The morning air was clean when we arrived at the Little Juniata River, and at 60 degrees quite comfortable. We hiked deep into the Barree Gorge, with tremendous rock walls towering a hundred feet overhead and the forest thick about us.
I had never trekked that far into the gorge, but Mike Saylor had, and he led us to a beautiful spot to begin our fishing.
The river spread wide and the sun shone down between the mountains, and as I waded into the tail of a deep pool I felt the welcome chill of the water against my legs.
Though the river was lower than I'd ever seen it, cool nights had chased away the warm water of summer and returned the river to an ideal condition for trout.

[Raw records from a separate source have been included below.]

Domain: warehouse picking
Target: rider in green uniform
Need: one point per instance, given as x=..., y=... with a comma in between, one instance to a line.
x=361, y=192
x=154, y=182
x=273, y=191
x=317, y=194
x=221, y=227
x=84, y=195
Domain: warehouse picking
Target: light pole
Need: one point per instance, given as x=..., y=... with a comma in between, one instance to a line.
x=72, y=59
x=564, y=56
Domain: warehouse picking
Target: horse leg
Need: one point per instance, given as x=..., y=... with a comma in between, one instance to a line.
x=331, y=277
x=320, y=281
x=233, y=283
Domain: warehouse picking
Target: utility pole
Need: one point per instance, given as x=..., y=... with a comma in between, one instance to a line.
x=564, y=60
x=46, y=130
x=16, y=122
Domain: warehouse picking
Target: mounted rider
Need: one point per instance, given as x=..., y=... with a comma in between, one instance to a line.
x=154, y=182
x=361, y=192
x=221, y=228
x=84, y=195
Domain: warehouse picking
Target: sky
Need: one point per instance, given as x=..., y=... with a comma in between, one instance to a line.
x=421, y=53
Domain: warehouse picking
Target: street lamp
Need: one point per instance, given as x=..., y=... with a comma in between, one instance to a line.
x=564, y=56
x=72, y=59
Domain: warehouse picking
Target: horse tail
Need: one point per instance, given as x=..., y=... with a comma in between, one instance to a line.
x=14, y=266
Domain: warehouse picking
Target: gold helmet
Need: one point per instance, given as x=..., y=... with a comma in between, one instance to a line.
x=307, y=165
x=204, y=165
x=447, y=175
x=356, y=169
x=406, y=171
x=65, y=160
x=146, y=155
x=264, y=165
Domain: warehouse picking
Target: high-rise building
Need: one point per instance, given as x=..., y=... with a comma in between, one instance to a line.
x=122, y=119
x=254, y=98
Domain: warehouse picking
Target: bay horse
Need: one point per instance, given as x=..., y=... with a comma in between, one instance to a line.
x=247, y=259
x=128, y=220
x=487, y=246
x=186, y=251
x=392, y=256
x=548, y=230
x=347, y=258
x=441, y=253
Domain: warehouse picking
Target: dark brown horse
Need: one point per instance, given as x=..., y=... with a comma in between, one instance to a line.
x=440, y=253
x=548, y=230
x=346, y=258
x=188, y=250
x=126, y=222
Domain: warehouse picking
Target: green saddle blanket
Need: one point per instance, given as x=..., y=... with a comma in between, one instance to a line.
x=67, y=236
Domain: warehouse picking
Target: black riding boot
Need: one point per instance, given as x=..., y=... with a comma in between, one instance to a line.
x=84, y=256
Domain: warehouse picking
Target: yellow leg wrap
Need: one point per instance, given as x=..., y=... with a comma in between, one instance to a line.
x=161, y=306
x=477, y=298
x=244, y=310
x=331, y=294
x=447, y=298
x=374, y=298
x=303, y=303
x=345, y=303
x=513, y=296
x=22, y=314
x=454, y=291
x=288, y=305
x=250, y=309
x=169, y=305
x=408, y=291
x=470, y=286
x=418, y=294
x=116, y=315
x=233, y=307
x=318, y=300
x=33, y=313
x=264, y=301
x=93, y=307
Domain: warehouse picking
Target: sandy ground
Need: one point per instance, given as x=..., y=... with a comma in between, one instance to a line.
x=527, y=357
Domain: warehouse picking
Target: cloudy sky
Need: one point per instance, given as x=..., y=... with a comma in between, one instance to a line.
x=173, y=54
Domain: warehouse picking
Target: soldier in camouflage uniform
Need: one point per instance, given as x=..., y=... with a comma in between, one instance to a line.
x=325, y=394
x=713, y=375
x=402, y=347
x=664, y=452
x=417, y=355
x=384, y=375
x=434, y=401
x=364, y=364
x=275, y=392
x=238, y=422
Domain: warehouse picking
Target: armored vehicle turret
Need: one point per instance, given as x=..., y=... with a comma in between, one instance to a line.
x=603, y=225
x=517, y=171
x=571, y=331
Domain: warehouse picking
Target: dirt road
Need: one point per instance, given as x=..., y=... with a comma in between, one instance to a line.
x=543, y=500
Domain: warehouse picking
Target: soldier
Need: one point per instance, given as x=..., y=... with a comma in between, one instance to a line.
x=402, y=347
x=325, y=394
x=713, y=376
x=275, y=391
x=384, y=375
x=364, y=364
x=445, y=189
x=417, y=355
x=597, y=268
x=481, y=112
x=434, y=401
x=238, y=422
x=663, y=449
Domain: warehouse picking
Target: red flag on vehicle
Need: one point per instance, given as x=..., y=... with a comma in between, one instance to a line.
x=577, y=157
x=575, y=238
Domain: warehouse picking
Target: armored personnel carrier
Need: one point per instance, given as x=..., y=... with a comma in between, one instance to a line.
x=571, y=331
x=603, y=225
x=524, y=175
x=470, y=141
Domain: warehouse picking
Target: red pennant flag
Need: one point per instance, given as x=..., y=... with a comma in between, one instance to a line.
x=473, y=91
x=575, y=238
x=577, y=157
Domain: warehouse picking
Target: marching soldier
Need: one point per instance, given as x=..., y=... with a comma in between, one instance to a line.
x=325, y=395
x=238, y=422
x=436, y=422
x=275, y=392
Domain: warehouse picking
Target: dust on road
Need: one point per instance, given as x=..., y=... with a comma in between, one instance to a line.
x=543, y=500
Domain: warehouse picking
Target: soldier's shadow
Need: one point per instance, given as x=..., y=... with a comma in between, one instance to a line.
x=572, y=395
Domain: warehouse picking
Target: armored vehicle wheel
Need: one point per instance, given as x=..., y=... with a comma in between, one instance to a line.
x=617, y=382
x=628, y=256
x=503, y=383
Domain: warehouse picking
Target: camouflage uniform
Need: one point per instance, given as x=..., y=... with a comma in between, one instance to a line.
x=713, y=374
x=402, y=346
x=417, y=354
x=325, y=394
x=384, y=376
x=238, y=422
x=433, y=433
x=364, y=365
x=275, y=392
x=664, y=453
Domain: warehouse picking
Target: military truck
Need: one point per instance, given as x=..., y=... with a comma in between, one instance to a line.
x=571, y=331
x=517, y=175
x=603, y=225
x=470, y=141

The wind swirled as I began to cast and I stared for a moment at the first hint of autumn. Here and there on the mountainsides a trace of color spoke of autumn, and the refreshing chill of the wind seemed to hasten summer from this place.
Despite its inviting appearance, the pool surrendered no more than a splashy refusal, so I worked upstream to test the fast water with an isonychia mayfly.
The left bank offered a boulder field, and the exposed rocks offered perfect habitat for those some know as slate drakes.
As I worked away the morning and into early afternoon, the pockets began to surrender chunky brown trout to my claret-bodied dry fly. Clouds began to build in the bluebird sky as
We sat on a boulder and ate our sandwiches, enjoying the passing of the season. He had yet to catch his first trout of the day, a condition that would change once he headed upstream.
I finished my patient work among the pocket water and turned downstream to the frothy chute that fed the pool below. A quick spurt rise caught my eye and my application of the isonychia engaged the best trout of the day.
The buttery flanks of the trout flashed as he twisted in the deeper current, but the hook held fast and I brought him to hand. Thinking that trout might have risen to the beginnings of an afternoon hatch, I sat down on a mid-river boulder to wait and see.
The respite allowed me time to savor the last kiss of summer, appreciating the tall mountains, clear currents, swirling breezes and the warmth of the sun.
While I sat another spurt erupted, and a quick cast brought another brown to hand. I sat awhile after that, and though there was no hatch to bring more trout to the surface, there was the beauty of the place and a season full of memories to sift through as I whiled away the balance of the afternoon.
I walked out early and was surprised to have to wait an hour and a half for Mike. It seems he had found willing fish at the end of his hike and was reluctant to leave them; to say goodbye to another summer.